Never tolerate mediocrity
“If you’re going to achieve excellent results, not only must you perform excellently, but so must level upon level of your organization. Your people must identify you with an expectation of high levels of performance. The minute you accept mediocrity, you lower the performance levels of your entire organization.”
This made the a big impression on our note-taker. “Mediocrity SUCKS!!” s/he wrote in block capital letters. “DON’T BE MEDIOCRE. RESPECT—NOT POPULARITY—MACHIAVELLI.”
This is the first of several references to Machiavelli in the marginalia. There are also two song titles written in pencil at the top of this page: Simple Minds’ “Don’t You (Forget About Me)” and “And She Was” by the Talking Heads. Both songs came out in 1985, providing a helpful clue regarding when our reader made these notes (or at least regarding his/her musical tastes).
If it’s not excellent, it’s not worth your time
“Subordinates can do better if they believe that you expect them to. Mediocrity was not acceptable. Don’t bother even reading “non-excellent” plans. Signal the organization that only excellence and thoroughness are expected and accepted.”
No notes here, but the annotator did underline this passage.
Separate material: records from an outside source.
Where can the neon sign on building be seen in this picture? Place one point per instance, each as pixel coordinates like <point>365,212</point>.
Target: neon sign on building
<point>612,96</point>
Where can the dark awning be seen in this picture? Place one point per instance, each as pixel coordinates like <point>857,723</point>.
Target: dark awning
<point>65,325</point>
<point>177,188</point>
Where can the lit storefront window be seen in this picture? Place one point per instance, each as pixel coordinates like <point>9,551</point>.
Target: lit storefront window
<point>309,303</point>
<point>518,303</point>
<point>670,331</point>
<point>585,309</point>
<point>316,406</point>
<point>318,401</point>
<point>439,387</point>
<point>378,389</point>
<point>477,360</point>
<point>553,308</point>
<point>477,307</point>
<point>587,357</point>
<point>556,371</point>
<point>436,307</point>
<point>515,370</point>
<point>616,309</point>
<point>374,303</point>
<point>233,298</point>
Maybe s/he was struck by the sentences themselves, or maybe the idea was really driven home by the ensuing anecdote Sloma used to illustrate the point. The story involved Henry Kissinger, the former US Secretary of State and National Security Adviser, who apparently once asked a subordinate for a report and refused to so much as read a draft until the employee spent more than a month sleeping in his own office perfecting the document. Ah, management!
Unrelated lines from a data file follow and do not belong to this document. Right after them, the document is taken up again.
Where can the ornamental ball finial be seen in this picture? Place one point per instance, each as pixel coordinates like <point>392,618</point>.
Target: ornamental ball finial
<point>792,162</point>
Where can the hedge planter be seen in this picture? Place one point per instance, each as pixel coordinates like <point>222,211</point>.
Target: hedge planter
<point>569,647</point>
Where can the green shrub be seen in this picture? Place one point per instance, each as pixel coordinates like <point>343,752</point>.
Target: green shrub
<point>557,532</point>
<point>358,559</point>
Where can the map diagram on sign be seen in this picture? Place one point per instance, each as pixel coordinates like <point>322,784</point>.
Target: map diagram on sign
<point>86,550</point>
Getting 95% of the way there is enough
“We live, at best, in a 95% world. We seek perfection, but it successfully eludes all of us. Far too often, we achieve results well short of even the 95% level potentially available. But 95% isn’t really all that bad!”
This seems like something of a turnaround from Sloma’s earlier, unrelenting drive for excellence, but it struck a nerve. “F— perfection!” our note-taking reader has written. (That is not our censoring; the reader put those dashes in there. A strong personal aversion to foul language? Kids reading over his/her shoulder? We’ll never know.)
Don’t be afraid of high casualty rates
“The effective squadron commander will complete the bombing of a key target despite alarmingly high mortality rates rather than fail to knock out the target but keep casualties at an all-time low.”
We just got done talking about the importance of a good plan. Wouldn’t it be better to seek an option that gets the job done without “alarmingly high mortality rates”? Reader? “The mission is important—top priority,” the margin note says confidently. Okay then.
If a boat leaks, fix it
“You’re in a sailboat in the middle of a lake and the hull springs a leak. Would you start reading a textbook on hull design so you could make a perfect repair in the hull? [Reader: “NO!”] If you had done so in such a situation, odds are good you wouldn’t be here reading this book today.”
Sloma goes on to talk about how this is a metaphor for handling crises in an organization. Our reader got stuck on the boat metaphor and ended up writing a MacGyver-esque boat-repair plan in the margin instead, which ends up being about as good a piece of advice as any in the book.
“Put a wad of gum and head back to shore—fast,” the notes read. “Plug the damn leak!”
That the book so engaged its former owner probably would have pleased Sloma, who died in 2006. “As a business leader he was very interested in having people do their best,” his daughter Karen Sloma said. “He was bottom line-focused in terms of outcome but was interested in bringing out his team’s best talents, and if it wasn’t in a certain area he would mentor them into an area that would fit.”